When a step writes one inspectable artifact, return that existing `Path`. The UI uses returned output paths to enable the `Inspect` button for that step.

`use="name"` loads `context.objects["name"]` into `context.current` before the step runs. `save_as="name"` stores the returned value into `context.objects["name"]`. Those same saved names are what `build().preview(use="name")` uses in notebooks.

## Discovery

Flows are code-defined. Starter flow modules live in:

- `workspaces/<workspace_id>/flow_modules/`
- `artifacts/workspace_cache/<workspace_id>/compiled_flow_modules/`

Each flow module must export:

- optional `DESCRIPTION`
- `build() -> Flow`

The flow-module filename is the flow identity.
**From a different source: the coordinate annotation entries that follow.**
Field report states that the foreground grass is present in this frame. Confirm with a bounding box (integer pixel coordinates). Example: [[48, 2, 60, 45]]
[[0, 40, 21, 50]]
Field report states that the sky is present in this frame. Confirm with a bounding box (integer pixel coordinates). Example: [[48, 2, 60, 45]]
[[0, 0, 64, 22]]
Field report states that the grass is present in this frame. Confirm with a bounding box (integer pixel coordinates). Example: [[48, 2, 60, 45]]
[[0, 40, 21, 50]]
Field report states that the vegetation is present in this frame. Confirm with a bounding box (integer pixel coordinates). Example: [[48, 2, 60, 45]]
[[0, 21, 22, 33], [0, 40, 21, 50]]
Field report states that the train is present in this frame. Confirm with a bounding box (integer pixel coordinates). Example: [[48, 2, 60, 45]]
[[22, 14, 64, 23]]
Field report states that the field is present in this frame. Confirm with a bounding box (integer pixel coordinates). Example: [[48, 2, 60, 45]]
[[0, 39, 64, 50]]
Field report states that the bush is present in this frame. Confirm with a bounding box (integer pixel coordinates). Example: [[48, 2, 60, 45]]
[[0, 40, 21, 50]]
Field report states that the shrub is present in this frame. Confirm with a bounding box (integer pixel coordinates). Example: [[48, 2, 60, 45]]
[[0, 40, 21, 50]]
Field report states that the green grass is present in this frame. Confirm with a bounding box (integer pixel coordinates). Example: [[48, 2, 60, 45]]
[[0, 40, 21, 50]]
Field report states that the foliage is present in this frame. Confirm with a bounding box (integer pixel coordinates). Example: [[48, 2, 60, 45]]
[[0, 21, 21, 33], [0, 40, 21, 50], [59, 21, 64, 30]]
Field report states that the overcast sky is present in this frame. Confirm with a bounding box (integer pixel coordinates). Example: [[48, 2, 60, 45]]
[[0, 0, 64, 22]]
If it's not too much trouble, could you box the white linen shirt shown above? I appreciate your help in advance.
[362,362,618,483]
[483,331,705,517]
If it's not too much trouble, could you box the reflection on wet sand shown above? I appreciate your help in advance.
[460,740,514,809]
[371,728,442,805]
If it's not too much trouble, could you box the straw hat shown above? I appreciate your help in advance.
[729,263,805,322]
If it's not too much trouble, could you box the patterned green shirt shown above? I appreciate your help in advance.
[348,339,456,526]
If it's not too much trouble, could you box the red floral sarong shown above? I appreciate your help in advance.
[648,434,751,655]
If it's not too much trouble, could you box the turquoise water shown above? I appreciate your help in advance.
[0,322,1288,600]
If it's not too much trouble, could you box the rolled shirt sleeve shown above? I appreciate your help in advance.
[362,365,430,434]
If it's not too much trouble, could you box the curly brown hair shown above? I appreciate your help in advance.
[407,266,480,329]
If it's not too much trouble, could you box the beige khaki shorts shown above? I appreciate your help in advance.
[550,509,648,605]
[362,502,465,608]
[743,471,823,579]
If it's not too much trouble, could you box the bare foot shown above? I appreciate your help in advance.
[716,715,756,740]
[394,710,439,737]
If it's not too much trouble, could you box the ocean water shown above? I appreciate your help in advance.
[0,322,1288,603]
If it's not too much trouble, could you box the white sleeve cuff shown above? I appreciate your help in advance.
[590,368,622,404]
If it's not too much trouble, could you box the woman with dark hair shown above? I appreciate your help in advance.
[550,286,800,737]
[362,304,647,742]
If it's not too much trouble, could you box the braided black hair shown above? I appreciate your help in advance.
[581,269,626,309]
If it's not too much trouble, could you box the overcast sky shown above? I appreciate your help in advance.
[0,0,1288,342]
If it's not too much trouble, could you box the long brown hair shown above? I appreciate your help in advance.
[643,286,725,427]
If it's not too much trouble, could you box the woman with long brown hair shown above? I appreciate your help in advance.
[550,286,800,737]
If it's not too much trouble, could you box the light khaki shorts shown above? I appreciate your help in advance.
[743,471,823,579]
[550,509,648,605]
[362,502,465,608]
Authored flow modules should use `Flow(group=...)` and let the loader inject the name from the module filename.

Authored flow modules compile into `artifacts/workspace_cache/<workspace_id>/compiled_flow_modules/*.py`, and the runtime loads discovered flows from those compiled modules.

## Workspace layout

- `src/data_engine/`
  Runtime package and desktop UI
- `workspaces/<workspace_id>/flow_modules/`
  Authored flow sources (`.py` or `.ipynb`)
- `workspaces/<workspace_id>/.workspace_state/`
  Shared lease markers and checkpoint parquet snapshots
- `artifacts/workspace_cache/<workspace_id>/compiled_flow_modules/`
  Generated/importable flow modules
- `artifacts/runtime_state/<workspace_id>/`
  Internal runtime ledger state for one workspace
- `artifacts/documentation/`
  Generated documentation output
- `example_data/Input`
  Example input files
- `example_data/Settings`
  Example single-file inputs
- `example_data/Output`
  Flow outputs
- `example_data/databases`
  DuckDB files created on demand

## Live Smoke Suite

The live smoke suite is intentionally self-contained:

- `tests/test_live_runtime_suite.py`

It generates temporary workspaces from scratch, generates temporary `example_data/` and `data2/` with the real starter-data generator, adds notebook-authored poll/schedule/manual flows, runs the daemons, and tears the whole environment down afterward. It does not rely on existing `workspaces/example_workspace` or `workspaces/claims2` or live repo data directories.

## Status

This project is pre-alpha. Backwards compatibility is not a goal; the API should stay small and explicit while the runtime architecture settles.